Studies of the Grotesque both Primal and Sensual
Ariella Budick
Newsday
2004
1947_untitled_oil_on_canvas_44x27

untitled, oil on canvas, 44×27, 1947

A brutish, bulging figure, mold-ed and pinched from clods of clay, lies on the floor near a window. Its scrawny arms wave helplessly in the air, its upturned face — part insect, part human — contorts into a mute howl. Meet Gregor, a sculpture created in 1965 by Reuben Kadish, and the centerpiece of a tiny but powerful retrospective at the Pollock-Krasner House.

Gregor, who is named after the main character (changed overnight into a cock-roach) in Franz Kafka’s story “The Metamorphosis,” could well be a stand-in for the artist. Kadish began his career as a muralist, cocooned himself for several years on a dairy farm in New Jersey, and reemerged as a sculptor of disturbing, savage totems. Unlike Kafka’s Gregor Samsa, Kadish flourished in his new guise, even if his transformation was fraught with pain.

Born in Chicago in 1913, Radish grew up in California. Early on, he formed an association with the Mexican muralist David Alfaro Siqueiros, whose style and political commitment he emulated. But a stint in the Army Artists Unit during World War II exposed him to the raw suffering of war in Asia and imprinted an unrelieved morbidity on his psyche. His postwar work took on a darker tone: Corpses, skeletons, serpents and monsters took up permanent residence in his paintings and drawings.

Even with death lurking everywhere, Kadish remained something of a sensualist, partial to a particularly lovely shade of pink. Traces of that rich, rosy color appear near a frightful figure’s shoulder in a 1945 work, and in the bright patterns and chunky surface of a more abstract 1947 painting.

It was a year later when Kadish removed himself from the art world entirely. In 1958, when he rejoined the scene, it was as a master of terra-cotta. Kadish’s sculptures are pointedly crude. “Head” of 1962 looks like an ancient idol with gaping eyes, a slit for a nose and a series of pimply protrusions studded around the cheeks and neck.
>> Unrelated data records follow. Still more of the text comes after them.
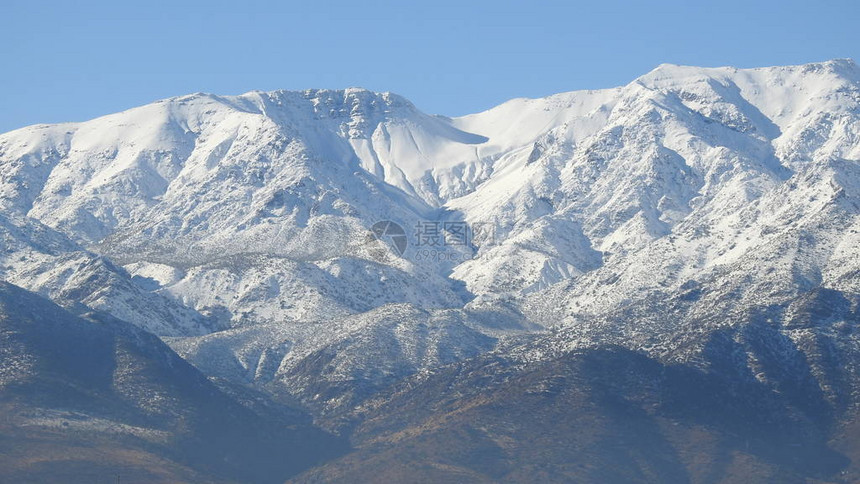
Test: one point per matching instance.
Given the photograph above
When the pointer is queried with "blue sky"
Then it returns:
(71, 61)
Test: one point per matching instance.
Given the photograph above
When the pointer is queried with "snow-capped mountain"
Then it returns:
(321, 246)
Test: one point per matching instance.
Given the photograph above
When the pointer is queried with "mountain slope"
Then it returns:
(87, 399)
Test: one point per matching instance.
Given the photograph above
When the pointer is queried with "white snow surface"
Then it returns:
(254, 212)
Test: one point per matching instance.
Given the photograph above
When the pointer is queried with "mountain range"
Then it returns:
(657, 282)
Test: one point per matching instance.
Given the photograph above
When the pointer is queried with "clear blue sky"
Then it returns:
(71, 61)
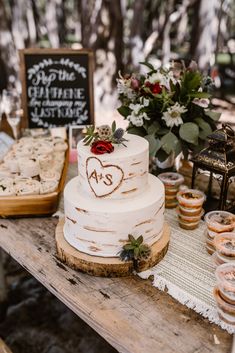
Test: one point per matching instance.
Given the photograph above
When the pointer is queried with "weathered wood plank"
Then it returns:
(129, 313)
(3, 286)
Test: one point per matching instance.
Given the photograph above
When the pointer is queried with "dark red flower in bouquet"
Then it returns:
(135, 83)
(155, 88)
(101, 147)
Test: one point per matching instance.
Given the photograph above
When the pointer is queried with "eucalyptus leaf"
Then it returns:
(136, 253)
(213, 115)
(189, 132)
(169, 142)
(153, 128)
(154, 144)
(140, 240)
(140, 131)
(131, 238)
(129, 247)
(178, 148)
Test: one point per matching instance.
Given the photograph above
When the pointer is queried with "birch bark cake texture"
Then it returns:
(114, 196)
"Gregor," terra cotta, 14x33x16, 1965

“Gregor,” terra cotta, 14x33x16, 1965

“Cocoon III” (1977) returns to the theme of metamorphosis. A knobby insect, eyes bulging, emerges from its chrysalis. This is no graceful butterfly, but a tough bug whose scabbled carapace hints at a lifetime’s worth of conflict.
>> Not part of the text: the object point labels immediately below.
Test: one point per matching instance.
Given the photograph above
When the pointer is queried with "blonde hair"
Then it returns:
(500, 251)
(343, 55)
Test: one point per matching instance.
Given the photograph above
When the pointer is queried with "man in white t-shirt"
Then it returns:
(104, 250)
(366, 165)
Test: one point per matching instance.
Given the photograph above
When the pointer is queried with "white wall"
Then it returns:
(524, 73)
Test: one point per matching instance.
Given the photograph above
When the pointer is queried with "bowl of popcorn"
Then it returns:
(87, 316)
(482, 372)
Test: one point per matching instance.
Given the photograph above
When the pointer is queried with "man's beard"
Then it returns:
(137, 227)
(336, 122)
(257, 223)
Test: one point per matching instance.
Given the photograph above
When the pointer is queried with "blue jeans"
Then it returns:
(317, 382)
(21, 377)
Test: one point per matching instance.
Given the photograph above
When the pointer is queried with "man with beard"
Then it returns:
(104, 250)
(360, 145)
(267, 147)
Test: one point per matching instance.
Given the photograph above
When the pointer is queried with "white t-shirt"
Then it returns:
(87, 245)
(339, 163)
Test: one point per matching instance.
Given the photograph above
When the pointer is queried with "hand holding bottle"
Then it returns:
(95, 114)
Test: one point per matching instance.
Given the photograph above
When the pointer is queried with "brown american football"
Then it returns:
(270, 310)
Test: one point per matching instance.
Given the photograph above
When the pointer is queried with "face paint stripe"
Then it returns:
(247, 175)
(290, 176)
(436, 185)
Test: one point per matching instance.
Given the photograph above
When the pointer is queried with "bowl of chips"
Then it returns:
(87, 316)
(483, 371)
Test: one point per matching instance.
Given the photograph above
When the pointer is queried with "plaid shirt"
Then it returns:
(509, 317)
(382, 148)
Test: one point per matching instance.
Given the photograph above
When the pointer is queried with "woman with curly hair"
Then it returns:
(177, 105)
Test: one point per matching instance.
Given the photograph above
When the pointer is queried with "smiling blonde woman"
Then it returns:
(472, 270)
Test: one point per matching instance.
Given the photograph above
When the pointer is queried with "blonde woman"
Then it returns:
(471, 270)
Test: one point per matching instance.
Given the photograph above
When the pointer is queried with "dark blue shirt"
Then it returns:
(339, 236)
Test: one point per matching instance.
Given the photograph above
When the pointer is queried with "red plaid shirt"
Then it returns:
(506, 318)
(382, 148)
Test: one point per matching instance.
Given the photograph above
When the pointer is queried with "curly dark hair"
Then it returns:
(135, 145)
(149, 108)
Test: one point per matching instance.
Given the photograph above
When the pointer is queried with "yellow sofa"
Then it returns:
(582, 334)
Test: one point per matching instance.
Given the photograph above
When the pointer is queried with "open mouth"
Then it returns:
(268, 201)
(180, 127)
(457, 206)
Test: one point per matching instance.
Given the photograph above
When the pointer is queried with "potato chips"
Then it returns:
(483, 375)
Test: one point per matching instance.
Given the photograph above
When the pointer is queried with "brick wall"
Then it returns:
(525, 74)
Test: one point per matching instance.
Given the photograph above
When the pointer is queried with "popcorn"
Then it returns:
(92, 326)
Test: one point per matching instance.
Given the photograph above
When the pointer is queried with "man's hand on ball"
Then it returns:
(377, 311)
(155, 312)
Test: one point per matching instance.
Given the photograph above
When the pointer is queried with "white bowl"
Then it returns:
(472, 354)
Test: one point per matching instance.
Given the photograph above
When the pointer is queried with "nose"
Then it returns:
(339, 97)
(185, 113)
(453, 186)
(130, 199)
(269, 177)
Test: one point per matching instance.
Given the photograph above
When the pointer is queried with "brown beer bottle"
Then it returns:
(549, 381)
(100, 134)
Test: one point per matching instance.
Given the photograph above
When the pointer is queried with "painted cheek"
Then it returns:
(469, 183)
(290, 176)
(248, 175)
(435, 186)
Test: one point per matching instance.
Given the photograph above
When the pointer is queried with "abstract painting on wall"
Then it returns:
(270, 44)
As a sculptor Radish was able to indulge his penchant for sensuality. He evidently savored the feeling of clay in his hands and relished squeezing, shaping and probing it as he created primal forms out of the earth itself.
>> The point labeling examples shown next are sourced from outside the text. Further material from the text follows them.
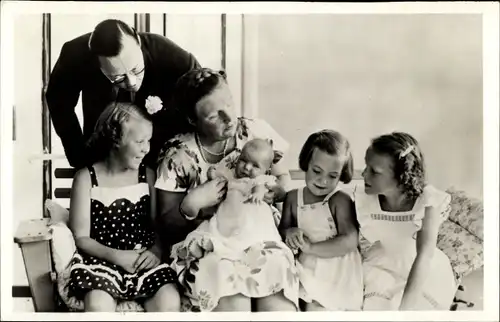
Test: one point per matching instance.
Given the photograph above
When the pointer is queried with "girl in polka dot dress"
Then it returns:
(112, 214)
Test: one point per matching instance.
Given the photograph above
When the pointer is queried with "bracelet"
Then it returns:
(184, 214)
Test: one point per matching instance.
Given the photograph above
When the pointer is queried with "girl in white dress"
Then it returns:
(399, 217)
(243, 219)
(319, 222)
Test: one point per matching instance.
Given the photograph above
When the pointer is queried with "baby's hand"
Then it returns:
(294, 238)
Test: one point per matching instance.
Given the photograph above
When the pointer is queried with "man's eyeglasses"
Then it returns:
(121, 78)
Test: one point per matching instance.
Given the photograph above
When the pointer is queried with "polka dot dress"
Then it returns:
(123, 225)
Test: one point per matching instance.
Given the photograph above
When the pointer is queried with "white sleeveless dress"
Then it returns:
(336, 283)
(391, 251)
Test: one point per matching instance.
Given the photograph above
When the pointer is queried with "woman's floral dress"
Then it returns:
(262, 269)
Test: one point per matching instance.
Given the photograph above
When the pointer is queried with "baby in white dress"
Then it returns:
(243, 218)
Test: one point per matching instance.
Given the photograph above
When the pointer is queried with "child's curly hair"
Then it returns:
(108, 130)
(331, 142)
(408, 160)
(192, 87)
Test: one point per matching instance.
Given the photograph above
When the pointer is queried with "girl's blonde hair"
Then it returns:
(108, 130)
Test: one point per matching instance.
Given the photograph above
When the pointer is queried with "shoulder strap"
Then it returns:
(142, 173)
(93, 176)
(328, 196)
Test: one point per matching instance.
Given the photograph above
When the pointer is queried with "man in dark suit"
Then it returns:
(114, 63)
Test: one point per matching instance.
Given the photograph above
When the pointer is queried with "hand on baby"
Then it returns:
(296, 240)
(136, 260)
(274, 193)
(256, 197)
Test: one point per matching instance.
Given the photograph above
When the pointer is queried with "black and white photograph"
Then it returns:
(217, 160)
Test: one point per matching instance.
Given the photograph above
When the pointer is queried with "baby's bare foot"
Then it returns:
(57, 212)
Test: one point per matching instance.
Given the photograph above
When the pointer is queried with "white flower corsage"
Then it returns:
(153, 104)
Toward the end of his life Kadish returned to paper, completing a group of monotypes that synthesized all he had done before. Hybrid creatures writhe, serpents twist amid shoes and bones, and death declares its ascendancy.

Despite all the teeth-gnashing in his work, the Pollock-Krasner House show is far from depressing. It demonstrates how constructive and fertile rage and terror can be, and how contemplating mortality with sufficient technique can produce art.